A Relative Study on Search Results Clustering Algorithms – K-means, Suffix Tree and LINGO
R.Mahalakshmi1, V. Lakshmi Praba2
1R.Mahalakshmi, Research Scholar, M.S. University Tirunelveli, (Tamil Nadu), India.
2Dr. V.Lakshmi Praba, Assistant Professor, Sivaganga Women’s College, Madurai, (Tamil Nadu), India.
Manuscript received on July 30, 2013. | Revised Manuscript received on August 17, 2013. | Manuscript published on August 30, 2013. | PP: 31-35 | Volume-2, Issue-6, August 2013. | Retrieval Number: F1942082613/2013©BEIESP
Open Access | Ethics and Policies | Cite
© The Authors. Blue Eyes Intelligence Engineering and Sciences Publication (BEIESP). This is an open access article under the CC BY-NC-ND license (http://creativecommons.org/licenses/by-nc-nd/4.0/)

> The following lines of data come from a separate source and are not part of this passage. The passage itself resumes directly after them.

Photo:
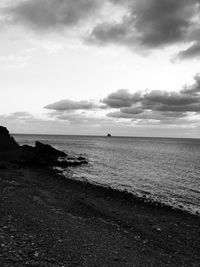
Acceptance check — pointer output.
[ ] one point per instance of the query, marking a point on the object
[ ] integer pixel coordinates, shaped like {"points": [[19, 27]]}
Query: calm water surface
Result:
{"points": [[167, 170]]}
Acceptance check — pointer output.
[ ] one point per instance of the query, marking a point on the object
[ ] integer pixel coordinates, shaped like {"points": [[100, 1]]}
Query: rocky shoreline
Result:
{"points": [[50, 220]]}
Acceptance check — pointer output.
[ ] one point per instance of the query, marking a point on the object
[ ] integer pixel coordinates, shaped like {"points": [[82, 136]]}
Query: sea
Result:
{"points": [[165, 170]]}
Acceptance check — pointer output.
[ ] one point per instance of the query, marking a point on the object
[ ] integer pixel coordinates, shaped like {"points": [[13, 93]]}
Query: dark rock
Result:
{"points": [[46, 149], [6, 141], [41, 154], [3, 167]]}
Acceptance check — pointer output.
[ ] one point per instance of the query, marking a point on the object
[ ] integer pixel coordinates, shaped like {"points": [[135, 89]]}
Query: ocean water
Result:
{"points": [[162, 169]]}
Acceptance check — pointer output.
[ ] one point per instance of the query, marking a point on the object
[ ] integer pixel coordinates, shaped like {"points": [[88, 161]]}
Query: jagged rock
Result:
{"points": [[6, 141], [44, 149], [41, 154], [38, 155]]}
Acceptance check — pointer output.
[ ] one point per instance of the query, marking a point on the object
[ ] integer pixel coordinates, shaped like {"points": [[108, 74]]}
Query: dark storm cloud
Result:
{"points": [[69, 105], [121, 98], [145, 24], [51, 14], [150, 23], [155, 104]]}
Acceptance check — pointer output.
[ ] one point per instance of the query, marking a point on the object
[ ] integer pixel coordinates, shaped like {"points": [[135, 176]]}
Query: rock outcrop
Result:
{"points": [[40, 155], [7, 142]]}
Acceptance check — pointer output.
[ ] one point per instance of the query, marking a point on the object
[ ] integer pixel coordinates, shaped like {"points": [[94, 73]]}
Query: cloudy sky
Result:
{"points": [[129, 67]]}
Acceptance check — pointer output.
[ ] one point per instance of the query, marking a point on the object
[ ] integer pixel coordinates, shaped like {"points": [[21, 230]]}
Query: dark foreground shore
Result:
{"points": [[46, 220]]}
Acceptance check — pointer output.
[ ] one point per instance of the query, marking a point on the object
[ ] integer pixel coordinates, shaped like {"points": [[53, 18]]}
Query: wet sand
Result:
{"points": [[47, 220]]}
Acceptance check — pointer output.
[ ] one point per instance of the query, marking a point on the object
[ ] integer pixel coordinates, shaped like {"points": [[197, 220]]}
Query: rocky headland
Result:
{"points": [[50, 220]]}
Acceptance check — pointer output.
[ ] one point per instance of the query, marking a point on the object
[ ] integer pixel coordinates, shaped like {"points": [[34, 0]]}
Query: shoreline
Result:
{"points": [[48, 220], [124, 194]]}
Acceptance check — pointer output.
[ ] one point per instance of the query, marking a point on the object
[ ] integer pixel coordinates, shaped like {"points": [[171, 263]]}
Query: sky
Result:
{"points": [[89, 67]]}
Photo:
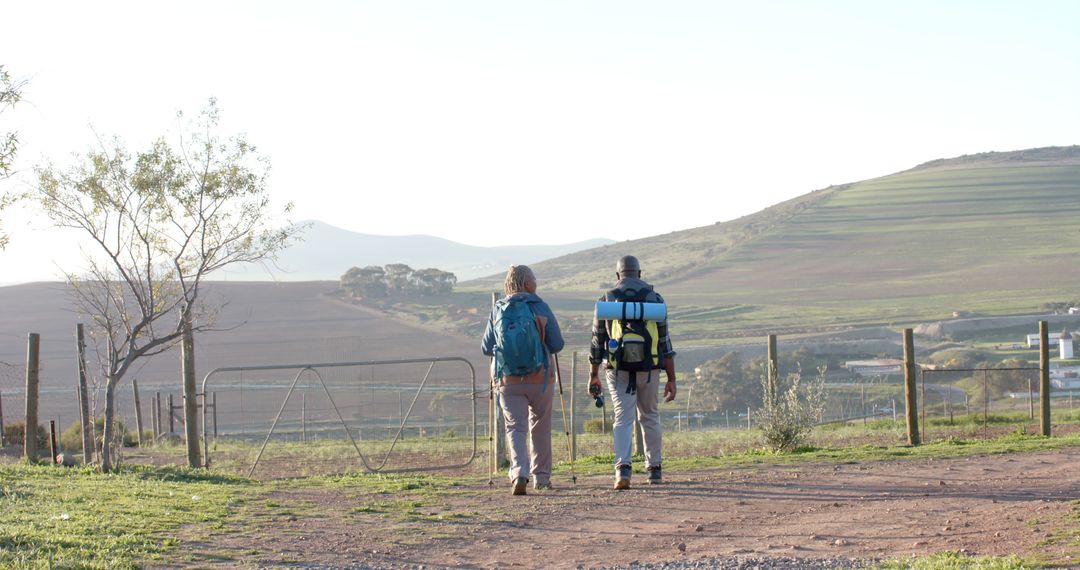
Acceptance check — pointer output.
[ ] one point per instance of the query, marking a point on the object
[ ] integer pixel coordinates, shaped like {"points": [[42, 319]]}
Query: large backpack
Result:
{"points": [[633, 343], [518, 348]]}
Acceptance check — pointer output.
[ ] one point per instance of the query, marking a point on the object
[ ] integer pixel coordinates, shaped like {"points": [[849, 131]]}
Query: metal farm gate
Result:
{"points": [[331, 418]]}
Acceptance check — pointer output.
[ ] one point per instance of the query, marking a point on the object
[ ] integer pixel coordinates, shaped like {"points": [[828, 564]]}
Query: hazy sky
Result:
{"points": [[598, 119]]}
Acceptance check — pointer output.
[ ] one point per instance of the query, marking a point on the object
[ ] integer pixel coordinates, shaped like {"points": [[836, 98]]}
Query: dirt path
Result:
{"points": [[985, 505]]}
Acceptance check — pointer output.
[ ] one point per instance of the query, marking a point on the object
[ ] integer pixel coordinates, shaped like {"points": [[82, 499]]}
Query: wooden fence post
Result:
{"points": [[160, 425], [52, 440], [910, 395], [138, 411], [30, 433], [772, 370], [3, 440], [1044, 377], [86, 421], [190, 398]]}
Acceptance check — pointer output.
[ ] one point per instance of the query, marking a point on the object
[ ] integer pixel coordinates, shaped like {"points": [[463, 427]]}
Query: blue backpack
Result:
{"points": [[517, 348]]}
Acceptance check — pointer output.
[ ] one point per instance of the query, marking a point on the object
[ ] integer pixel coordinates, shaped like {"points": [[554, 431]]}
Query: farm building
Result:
{"points": [[1052, 338], [875, 367]]}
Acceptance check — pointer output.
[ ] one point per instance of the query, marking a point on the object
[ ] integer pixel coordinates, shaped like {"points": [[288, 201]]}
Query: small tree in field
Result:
{"points": [[10, 94], [160, 221], [788, 409]]}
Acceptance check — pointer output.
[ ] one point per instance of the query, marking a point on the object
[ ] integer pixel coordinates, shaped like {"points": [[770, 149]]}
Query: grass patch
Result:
{"points": [[947, 448], [959, 561], [78, 518]]}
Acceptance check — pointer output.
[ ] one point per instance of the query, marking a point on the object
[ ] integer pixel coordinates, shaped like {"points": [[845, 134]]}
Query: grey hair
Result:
{"points": [[516, 276]]}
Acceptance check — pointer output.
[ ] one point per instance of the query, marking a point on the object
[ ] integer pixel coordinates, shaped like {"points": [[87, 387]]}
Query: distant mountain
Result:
{"points": [[990, 233], [326, 253]]}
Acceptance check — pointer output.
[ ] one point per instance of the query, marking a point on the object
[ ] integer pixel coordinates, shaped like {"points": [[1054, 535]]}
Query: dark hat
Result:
{"points": [[628, 263]]}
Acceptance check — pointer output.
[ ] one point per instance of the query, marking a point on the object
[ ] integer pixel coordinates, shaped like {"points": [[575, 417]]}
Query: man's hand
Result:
{"points": [[670, 391]]}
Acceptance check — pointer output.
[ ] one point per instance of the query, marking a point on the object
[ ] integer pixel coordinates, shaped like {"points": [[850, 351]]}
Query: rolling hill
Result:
{"points": [[989, 233], [326, 253]]}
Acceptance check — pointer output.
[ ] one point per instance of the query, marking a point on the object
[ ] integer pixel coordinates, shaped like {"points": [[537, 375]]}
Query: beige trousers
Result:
{"points": [[526, 410]]}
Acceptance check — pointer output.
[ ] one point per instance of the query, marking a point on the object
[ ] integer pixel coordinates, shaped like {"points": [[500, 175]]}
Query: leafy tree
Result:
{"points": [[790, 410], [399, 277], [433, 281], [10, 94], [160, 221], [396, 279]]}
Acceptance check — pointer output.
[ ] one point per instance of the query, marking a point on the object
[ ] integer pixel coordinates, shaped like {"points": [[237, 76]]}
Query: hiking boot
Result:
{"points": [[622, 478]]}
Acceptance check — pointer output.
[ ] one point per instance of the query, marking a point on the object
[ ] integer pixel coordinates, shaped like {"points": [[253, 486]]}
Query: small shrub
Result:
{"points": [[14, 433], [788, 414]]}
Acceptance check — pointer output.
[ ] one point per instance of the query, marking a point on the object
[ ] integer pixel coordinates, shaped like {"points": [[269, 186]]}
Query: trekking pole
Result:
{"points": [[490, 433], [493, 445], [562, 401]]}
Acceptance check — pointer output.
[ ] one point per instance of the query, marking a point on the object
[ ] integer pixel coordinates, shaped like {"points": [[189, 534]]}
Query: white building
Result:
{"points": [[876, 367], [1052, 339]]}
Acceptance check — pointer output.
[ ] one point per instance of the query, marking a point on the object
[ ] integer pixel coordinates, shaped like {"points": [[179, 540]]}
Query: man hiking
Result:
{"points": [[522, 334], [633, 352]]}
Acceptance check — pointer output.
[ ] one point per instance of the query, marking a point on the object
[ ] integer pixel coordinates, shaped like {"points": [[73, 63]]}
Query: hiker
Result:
{"points": [[633, 382], [522, 335]]}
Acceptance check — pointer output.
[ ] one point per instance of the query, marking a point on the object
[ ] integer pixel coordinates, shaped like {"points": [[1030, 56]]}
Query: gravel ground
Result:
{"points": [[752, 562]]}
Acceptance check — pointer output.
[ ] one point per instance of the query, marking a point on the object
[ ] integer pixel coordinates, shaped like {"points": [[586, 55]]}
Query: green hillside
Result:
{"points": [[991, 233]]}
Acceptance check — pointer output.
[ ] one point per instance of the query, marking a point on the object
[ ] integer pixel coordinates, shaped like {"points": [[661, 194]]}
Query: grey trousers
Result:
{"points": [[526, 409], [645, 402]]}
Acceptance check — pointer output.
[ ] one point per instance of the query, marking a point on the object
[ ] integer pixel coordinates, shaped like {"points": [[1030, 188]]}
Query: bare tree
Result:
{"points": [[160, 221]]}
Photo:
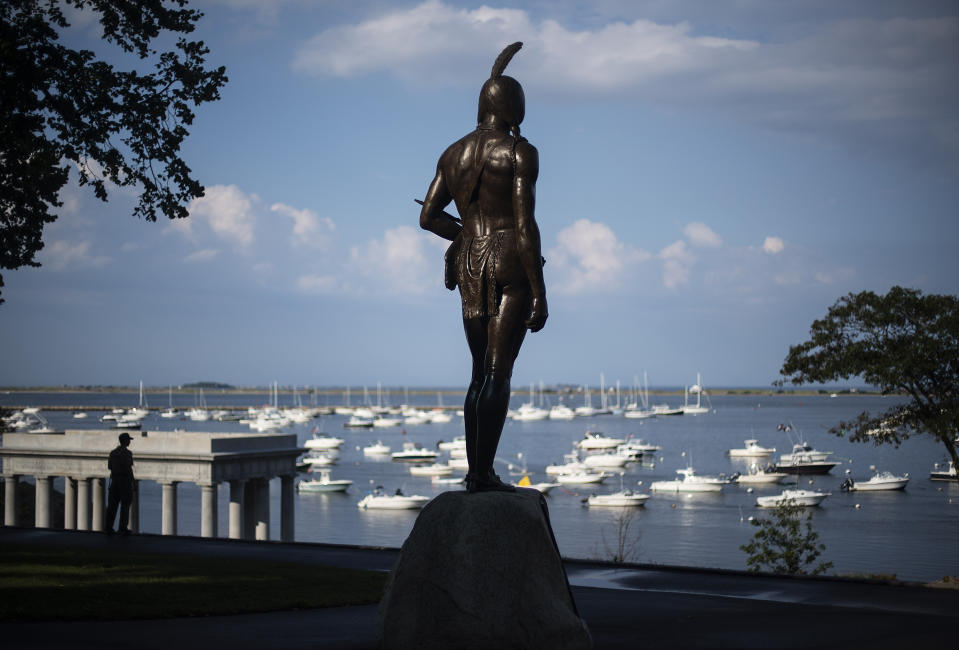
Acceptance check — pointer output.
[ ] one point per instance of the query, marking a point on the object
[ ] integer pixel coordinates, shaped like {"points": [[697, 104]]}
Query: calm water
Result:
{"points": [[911, 534]]}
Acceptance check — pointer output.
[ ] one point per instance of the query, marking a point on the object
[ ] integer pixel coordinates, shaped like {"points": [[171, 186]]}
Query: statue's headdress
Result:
{"points": [[502, 95]]}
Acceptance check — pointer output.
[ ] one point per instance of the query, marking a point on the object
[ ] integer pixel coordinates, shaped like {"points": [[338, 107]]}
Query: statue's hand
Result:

Abstract: The performance of the web search engines could be improved by properly clustering the search result documents.. Most of the users are not able to give the appropriate query to get what exactly they wanted to retrieve. So the search engine will retrieve a massive list of data , which are ranked by the page rank algorithm(7) or relevancy algorithm or human judgment algorithm. The user will always find himself with the unrelated information related to the search due to the ambiguity in the query by the user. Evaluating the performance of a clustering algorithm is not as trivial as counting the number of errors or the precision and recall of a supervised classification algorithm In this paper a comparative analysis is done on three common search results of clustering algorithms to study the performance enhancement in the web search engine. If we effectively organize the web documents through the proper means of clustering techniques, we could definitely increase the performance of the search engines .. A systematic evaluation of the three clustering algorithms viz., Suffix tree clustering Lingo, and K-Means using multiple test collections and evaluation measures . It turns out that STC works well, when one wants to get a quick overview of documents relevant to distinct subtopics, whereas clustering is more useful when one is interested in retrieving multiple documents relevant to each subtopic.
Keywords: Information retrieval, Search engines, clustering, STC, Lingo, K-Means.